Brain. 2017 Feb;140(2):333-343. doi: 10.1093/brain/aww317. Epub 2017 Jan 2.
Traumatic brain injury can lead to the neurodegenerative disease chronic traumatic encephalopathy. This condition has a clear neuropathological definition but the relationship between the initial head impact and the pattern of progressive brain pathology is poorly understood. We test the hypothesis that mechanical strain and strain rate are greatest in sulci, where neuropathology is prominently seen in chronic traumatic encephalopathy, and whether human neuroimaging observations converge with computational predictions. Three distinct types of injury were simulated. Chronic traumatic encephalopathy can occur after sporting injuries, so we studied a helmet-to-helmet impact in an American football game. In addition, we investigated an occipital head impact due to a fall from ground level and a helmeted head impact in a road traffic accident involving a motorcycle and a car.
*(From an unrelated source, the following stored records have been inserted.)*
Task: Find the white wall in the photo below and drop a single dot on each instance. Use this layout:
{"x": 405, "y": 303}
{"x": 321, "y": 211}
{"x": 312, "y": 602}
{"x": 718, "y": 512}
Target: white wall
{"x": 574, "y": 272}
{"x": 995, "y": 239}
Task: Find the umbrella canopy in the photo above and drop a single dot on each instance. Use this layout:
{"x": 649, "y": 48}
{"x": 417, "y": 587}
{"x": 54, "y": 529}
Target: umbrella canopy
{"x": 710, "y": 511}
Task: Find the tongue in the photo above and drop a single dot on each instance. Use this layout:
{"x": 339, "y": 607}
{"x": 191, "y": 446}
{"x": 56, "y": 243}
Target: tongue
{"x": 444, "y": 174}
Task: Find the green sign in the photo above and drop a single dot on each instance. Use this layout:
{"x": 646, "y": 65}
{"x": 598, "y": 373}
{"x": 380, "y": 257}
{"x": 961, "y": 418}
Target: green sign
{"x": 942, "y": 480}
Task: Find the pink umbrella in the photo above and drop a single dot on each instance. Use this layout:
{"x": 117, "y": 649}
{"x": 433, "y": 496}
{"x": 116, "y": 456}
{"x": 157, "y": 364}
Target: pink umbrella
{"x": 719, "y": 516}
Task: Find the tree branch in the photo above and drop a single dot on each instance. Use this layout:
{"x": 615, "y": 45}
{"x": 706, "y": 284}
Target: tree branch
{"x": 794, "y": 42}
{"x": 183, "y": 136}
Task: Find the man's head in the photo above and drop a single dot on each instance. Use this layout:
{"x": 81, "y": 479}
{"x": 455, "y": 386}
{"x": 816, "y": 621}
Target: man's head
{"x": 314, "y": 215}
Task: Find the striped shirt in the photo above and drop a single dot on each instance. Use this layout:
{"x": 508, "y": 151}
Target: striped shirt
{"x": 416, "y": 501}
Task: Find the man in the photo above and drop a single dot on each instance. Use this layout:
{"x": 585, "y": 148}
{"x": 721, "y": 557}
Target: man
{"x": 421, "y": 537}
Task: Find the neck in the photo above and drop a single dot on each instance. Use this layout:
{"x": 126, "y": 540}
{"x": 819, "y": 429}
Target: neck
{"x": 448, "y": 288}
A high fidelity 3D computational model of brain injury biomechanics was developed and the contours of strain and strain rate at the grey matter-white matter boundary were mapped. Diffusion tensor imaging abnormalities in a cohort of 97 traumatic brain injury patients were also mapped at the grey matter-white matter boundary. Fifty-one healthy subjects served as controls. The computational models predicted large strain most prominent at the depths of sulci. The volume fraction of sulcal regions exceeding brain injury thresholds were significantly larger than that of gyral regions. Strain and strain rates were highest for the road traffic accident and sporting injury. Strain was greater in the sulci for all injury types, but strain rate was greater only in the road traffic and sporting injuries. Diffusion tensor imaging showed converging imaging abnormalities within sulcal regions with a significant decrease in fractional anisotropy in the patient group compared to controls within the sulci. Our results show that brain tissue deformation induced by head impact loading is greatest in sulcal locations, where pathology in cases of chronic traumatic encephalopathy is observed. In addition, the nature of initial head loading can have a significant influence on the magnitude and pattern of injury. Clarifying this relationship is key to understanding the long-term effects of head impacts and improving protective strategies, such as helmet design.
创伤性脑损伤可导致神经退行性疾病——慢性创伤性脑病。这种病症有明确的神经病理学定义,但初始头部撞击与进行性脑病理学模式之间的关系却知之甚少。我们检验了这样一个假设:机械应变和应变率在脑沟中最大,而在慢性创伤性脑病中神经病理学在脑沟中最为显著,并且检验人类神经影像学观察结果是否与计算预测结果相符。模拟了三种不同类型的损伤。慢性创伤性脑病可发生在运动损伤后,因此我们研究了美式橄榄球比赛中的头盔对头盔撞击。此外,我们调查了从地面跌落导致的枕部头部撞击以及涉及摩托车和汽车的道路交通事故中的头盔佩戴者头部撞击。开发了一个高保真的脑损伤生物力学三维计算模型,并绘制了灰质 - 白质边界处的应变和应变率轮廓。还在97名创伤性脑损伤患者队列的灰质 - 白质边界处绘制了扩散张量成像异常情况。51名健康受试者作为对照。计算模型预测在脑沟深处应变最大。超过脑损伤阈值的脑沟区域体积分数显著大于脑回区域。道路交通事故和运动损伤的应变和应变率最高。所有损伤类型在脑沟中的应变都更大,但仅在道路交通事故和运动损伤中应变率更大。扩散张量成像显示脑沟区域内成像异常趋同,与对照组相比,患者组脑沟内各向异性分数显著降低。我们的结果表明,头部撞击负荷引起的脑组织变形在脑沟部位最大,而在慢性创伤性脑病病例中可观察到该部位的病变。此外,初始头部负荷的性质可对损伤的程度和模式产生重大影响。阐明这种关系是理解头部撞击的长期影响以及改进防护策略(如头盔设计)的关键。